Wednesday, February 6, 2008

Town of Bacon

Post office established December 20, 1911 and discontinued June 15, 1916. Mail was then handled out of Adrian.
Location on the Northern Pacific, 9 miles south of Coulee City, in Dry Coulee (SE-SE, NE-SE Section 8, T23N, R28E for those of you who really want to find it).
At the time the post office opened, many homesteads in the area were being registered. The demand for supplies at the Ross store were so heavy that the stock was exhausted, except bacon. Consequently when the time came to name the post office which was being put in the store, Bacon seemed to be the most appropriate name.
A train from each way daily brought and received Bacon's mail. There was a siding, a section house, railroad worker's bunkhouse, but no depot. In the summer of 1916 Mormon crickets overran the country and people deserted their homesteads. That spelled the end of the Bacon post office. Those who had held on had to go to Adrian, a distance of about 12 miles south, for mail.

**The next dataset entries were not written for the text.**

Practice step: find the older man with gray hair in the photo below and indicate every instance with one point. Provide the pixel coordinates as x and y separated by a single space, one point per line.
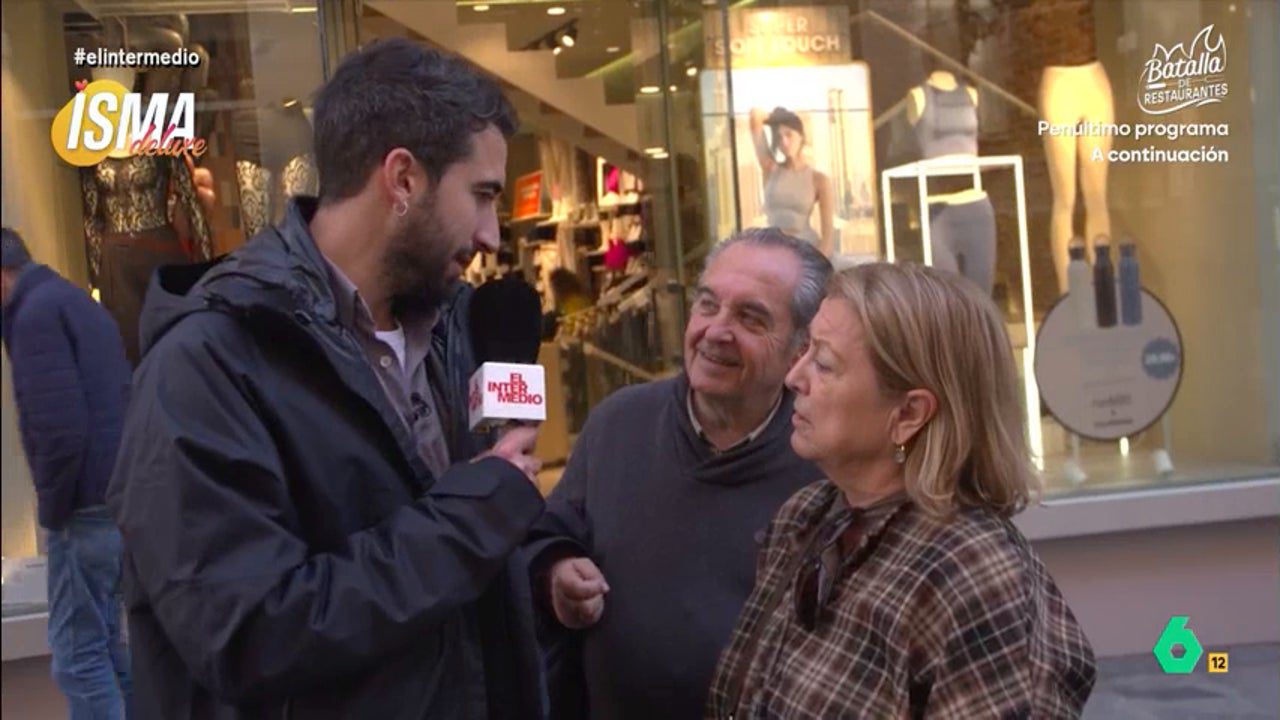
647 551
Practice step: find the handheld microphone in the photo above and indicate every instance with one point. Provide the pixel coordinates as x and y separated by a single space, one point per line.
506 332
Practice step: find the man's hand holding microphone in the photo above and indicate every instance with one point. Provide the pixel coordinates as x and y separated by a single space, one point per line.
508 388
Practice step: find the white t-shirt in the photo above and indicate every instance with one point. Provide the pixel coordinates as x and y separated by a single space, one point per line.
396 341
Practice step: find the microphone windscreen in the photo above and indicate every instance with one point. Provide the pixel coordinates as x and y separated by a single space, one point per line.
506 322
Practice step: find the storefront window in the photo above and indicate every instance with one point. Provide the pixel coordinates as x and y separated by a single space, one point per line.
1105 171
105 223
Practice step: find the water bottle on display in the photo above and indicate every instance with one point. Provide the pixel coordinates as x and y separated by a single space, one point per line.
1104 282
1079 285
1130 285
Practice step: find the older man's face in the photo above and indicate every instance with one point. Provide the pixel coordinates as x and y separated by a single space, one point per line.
737 345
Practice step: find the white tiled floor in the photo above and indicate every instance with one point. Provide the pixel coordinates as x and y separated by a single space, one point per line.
28 693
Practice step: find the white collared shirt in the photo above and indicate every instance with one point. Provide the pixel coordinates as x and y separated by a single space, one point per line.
750 436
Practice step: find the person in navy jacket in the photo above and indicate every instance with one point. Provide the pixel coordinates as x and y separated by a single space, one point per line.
71 383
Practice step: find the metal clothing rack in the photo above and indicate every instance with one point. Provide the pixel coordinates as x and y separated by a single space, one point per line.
920 172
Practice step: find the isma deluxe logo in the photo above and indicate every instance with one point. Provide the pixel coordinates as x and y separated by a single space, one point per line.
106 121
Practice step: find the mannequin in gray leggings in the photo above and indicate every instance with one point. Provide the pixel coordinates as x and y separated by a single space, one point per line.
963 240
944 114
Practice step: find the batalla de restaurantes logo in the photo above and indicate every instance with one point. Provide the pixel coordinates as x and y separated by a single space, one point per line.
1180 77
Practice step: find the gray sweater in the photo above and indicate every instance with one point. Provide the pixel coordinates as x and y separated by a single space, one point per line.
675 529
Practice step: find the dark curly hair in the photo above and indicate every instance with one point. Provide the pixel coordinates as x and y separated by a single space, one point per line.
398 94
781 117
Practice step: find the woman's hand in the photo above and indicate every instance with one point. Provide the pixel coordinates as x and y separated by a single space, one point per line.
577 592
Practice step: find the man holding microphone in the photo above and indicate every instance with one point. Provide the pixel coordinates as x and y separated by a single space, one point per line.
309 528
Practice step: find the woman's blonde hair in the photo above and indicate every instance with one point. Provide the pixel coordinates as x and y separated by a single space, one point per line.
936 331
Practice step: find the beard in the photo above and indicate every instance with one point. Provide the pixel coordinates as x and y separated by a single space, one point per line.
417 259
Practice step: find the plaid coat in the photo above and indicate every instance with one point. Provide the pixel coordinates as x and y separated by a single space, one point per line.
926 619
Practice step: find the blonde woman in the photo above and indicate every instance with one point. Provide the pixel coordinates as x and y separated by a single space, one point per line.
899 587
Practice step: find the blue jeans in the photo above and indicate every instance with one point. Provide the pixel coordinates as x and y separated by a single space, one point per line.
91 664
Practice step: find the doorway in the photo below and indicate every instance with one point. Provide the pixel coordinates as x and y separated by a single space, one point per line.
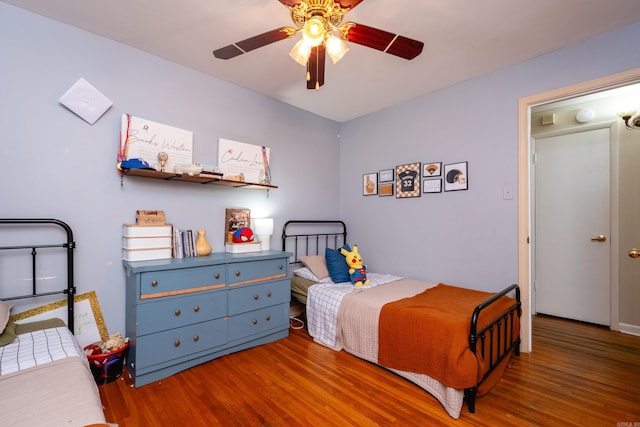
524 182
572 225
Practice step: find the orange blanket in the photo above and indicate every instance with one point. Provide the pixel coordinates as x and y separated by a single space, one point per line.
429 334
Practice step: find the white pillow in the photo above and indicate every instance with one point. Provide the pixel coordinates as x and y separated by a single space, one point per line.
305 273
5 312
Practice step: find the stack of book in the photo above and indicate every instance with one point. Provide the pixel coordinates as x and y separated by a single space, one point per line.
142 242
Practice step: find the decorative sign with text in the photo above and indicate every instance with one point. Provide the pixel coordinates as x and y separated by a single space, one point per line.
144 139
239 160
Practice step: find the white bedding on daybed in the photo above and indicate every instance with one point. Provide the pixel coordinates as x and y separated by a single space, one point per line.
37 348
46 381
356 330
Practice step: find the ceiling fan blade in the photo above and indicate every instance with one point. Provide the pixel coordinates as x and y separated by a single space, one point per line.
382 40
244 46
290 3
315 67
348 4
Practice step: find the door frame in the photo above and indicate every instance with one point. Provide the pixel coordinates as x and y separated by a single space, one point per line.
524 176
613 146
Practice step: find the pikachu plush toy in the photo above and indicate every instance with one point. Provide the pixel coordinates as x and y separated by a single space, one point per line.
357 270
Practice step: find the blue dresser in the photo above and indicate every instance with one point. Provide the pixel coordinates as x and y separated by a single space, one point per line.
183 312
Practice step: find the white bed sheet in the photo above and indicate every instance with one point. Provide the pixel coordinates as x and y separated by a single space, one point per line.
37 348
323 304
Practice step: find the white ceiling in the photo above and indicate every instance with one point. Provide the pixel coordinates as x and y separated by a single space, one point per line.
463 39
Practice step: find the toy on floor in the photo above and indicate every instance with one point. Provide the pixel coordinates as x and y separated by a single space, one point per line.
357 270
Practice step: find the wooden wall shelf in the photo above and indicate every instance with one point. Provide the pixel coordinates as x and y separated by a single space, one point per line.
199 179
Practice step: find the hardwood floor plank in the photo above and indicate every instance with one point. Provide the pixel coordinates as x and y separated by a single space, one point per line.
577 375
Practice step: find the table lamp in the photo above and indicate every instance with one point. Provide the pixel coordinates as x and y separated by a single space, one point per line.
264 230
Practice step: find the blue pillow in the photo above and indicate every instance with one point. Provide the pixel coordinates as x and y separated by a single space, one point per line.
336 264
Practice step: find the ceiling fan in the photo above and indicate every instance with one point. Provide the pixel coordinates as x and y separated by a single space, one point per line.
320 22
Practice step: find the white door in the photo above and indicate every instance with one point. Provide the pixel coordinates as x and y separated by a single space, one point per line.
572 226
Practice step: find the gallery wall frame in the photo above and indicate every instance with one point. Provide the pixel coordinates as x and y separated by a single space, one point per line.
408 180
431 169
370 184
432 186
456 176
386 175
386 189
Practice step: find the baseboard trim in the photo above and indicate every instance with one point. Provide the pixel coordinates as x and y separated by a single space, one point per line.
630 329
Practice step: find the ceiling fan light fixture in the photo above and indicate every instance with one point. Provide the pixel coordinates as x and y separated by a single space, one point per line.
336 48
314 31
300 52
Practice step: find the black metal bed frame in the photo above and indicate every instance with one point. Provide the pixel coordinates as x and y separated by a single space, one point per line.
494 342
312 243
69 245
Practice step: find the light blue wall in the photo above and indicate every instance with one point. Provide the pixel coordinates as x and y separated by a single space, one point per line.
469 237
56 165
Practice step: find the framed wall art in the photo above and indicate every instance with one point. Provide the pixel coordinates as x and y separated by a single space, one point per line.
386 175
432 169
385 189
408 180
370 184
87 317
432 186
235 219
455 177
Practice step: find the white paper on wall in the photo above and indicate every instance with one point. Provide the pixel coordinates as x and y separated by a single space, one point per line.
85 101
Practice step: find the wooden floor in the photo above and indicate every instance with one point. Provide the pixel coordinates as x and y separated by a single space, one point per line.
578 375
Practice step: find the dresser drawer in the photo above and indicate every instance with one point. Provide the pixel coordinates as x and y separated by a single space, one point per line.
257 271
174 312
168 345
175 282
247 298
255 322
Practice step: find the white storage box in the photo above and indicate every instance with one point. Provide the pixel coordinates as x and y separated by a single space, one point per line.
146 254
139 230
146 242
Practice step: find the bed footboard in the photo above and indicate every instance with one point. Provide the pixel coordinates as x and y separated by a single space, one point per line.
496 340
67 245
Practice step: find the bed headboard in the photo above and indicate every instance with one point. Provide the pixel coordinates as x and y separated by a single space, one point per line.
18 226
311 237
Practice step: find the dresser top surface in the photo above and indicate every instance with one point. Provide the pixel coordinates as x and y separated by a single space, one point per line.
215 258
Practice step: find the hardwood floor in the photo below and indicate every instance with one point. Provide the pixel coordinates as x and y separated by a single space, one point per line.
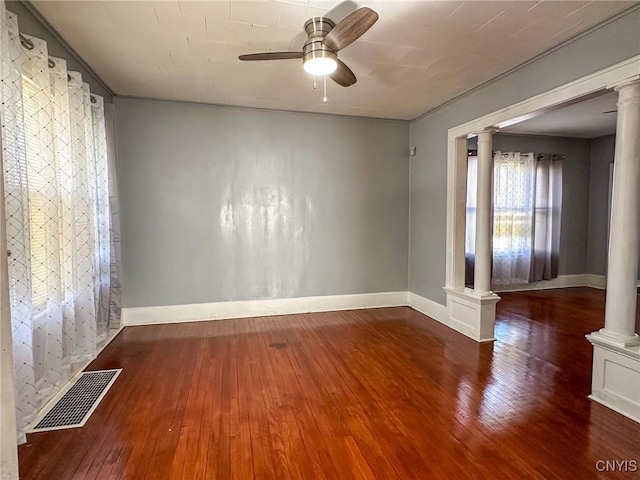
369 394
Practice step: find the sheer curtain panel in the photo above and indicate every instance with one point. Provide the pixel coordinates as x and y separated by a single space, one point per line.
58 221
513 201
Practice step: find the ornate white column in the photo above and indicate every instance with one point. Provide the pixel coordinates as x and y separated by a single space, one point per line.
616 351
473 312
624 232
484 201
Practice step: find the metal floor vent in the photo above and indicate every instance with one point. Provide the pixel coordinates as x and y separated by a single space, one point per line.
75 407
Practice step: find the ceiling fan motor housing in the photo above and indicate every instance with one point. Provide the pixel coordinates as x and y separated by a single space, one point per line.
316 29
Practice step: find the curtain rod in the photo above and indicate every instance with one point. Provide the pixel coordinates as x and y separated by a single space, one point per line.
539 156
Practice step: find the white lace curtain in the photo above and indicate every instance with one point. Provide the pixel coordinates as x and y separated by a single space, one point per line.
527 204
56 179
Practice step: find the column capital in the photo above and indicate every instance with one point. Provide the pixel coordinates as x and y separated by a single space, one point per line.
627 82
487 131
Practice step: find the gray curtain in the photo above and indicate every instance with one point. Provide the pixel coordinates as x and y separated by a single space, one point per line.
548 214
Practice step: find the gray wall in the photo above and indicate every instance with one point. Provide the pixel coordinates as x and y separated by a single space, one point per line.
602 156
575 190
222 203
608 45
30 25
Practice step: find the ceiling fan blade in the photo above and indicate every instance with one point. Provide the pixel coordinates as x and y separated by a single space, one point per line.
350 29
343 75
271 56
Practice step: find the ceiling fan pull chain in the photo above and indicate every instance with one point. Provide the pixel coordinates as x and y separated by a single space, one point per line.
324 99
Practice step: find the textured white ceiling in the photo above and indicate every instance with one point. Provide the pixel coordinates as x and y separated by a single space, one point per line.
592 118
417 56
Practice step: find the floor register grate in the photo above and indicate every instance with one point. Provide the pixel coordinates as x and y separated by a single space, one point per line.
75 407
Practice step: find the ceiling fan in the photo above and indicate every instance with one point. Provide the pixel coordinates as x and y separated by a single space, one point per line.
324 39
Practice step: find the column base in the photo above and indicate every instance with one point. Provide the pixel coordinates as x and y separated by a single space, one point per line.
472 314
617 340
615 380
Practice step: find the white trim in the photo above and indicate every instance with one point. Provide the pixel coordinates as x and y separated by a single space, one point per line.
259 308
562 281
615 371
472 314
429 308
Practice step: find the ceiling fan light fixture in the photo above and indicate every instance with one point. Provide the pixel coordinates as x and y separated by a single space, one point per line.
320 63
320 66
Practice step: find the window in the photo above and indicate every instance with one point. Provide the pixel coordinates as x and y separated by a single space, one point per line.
526 217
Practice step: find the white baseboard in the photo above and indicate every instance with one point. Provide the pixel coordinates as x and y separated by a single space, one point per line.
562 281
259 308
429 308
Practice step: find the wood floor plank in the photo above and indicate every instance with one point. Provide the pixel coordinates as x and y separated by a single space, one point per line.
378 394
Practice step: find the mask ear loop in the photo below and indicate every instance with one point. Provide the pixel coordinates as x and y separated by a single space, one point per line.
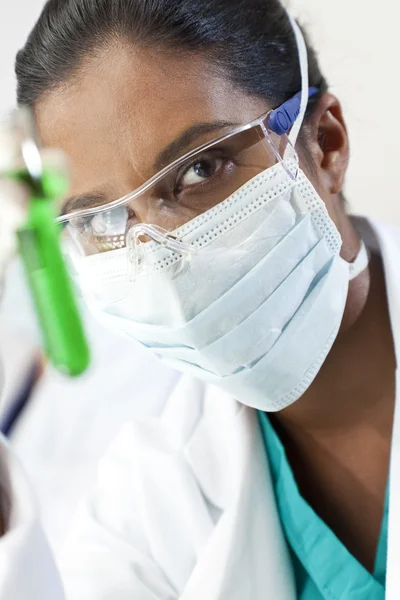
303 60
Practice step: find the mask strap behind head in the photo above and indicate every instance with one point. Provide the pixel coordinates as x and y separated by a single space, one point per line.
303 60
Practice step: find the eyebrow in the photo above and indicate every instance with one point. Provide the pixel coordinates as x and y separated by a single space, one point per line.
173 151
178 146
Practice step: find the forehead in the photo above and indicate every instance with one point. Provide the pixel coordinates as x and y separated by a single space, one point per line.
126 105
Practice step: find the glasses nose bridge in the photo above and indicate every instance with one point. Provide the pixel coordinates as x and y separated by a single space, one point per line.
140 206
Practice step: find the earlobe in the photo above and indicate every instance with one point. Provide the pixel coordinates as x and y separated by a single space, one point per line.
332 142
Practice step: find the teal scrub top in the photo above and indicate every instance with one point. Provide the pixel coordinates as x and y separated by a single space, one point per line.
324 569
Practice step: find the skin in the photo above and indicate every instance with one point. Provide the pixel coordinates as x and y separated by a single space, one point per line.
112 119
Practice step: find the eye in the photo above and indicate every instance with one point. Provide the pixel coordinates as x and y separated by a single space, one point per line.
199 172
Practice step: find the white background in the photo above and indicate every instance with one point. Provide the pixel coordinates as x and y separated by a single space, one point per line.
358 43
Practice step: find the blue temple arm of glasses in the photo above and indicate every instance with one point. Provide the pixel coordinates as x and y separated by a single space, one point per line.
282 118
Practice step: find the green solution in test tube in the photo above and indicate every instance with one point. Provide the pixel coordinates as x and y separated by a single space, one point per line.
49 281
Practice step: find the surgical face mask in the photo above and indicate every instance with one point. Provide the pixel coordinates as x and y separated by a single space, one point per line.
234 277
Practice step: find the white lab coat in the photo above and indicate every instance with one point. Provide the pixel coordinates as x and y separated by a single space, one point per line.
184 506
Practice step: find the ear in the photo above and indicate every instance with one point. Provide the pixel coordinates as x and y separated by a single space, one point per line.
330 144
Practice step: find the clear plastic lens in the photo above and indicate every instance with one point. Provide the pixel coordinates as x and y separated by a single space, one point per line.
188 188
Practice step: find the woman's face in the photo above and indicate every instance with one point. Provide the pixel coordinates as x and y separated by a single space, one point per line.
128 110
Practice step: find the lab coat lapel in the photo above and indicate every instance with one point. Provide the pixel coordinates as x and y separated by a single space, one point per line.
246 555
27 569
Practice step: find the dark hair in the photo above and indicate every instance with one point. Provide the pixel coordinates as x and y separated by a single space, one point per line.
249 41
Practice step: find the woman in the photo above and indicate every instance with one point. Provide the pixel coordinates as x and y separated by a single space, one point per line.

When the section of railroad between Adrian and Coulee City was abandoned in 1979, the station sign for Bacon supposedly went into the Monte Holm collection in Moses Lake, who also did the scrapping.
In the photo, Pinto Ridge Road runs between Coulee City and SR28 near Stratford. Not shown among the roads is the one to Summer Falls State Park which starts at the intersection of the old railroad line (in black) and Pinto Ridge Road. It goes into the coulee just right of center.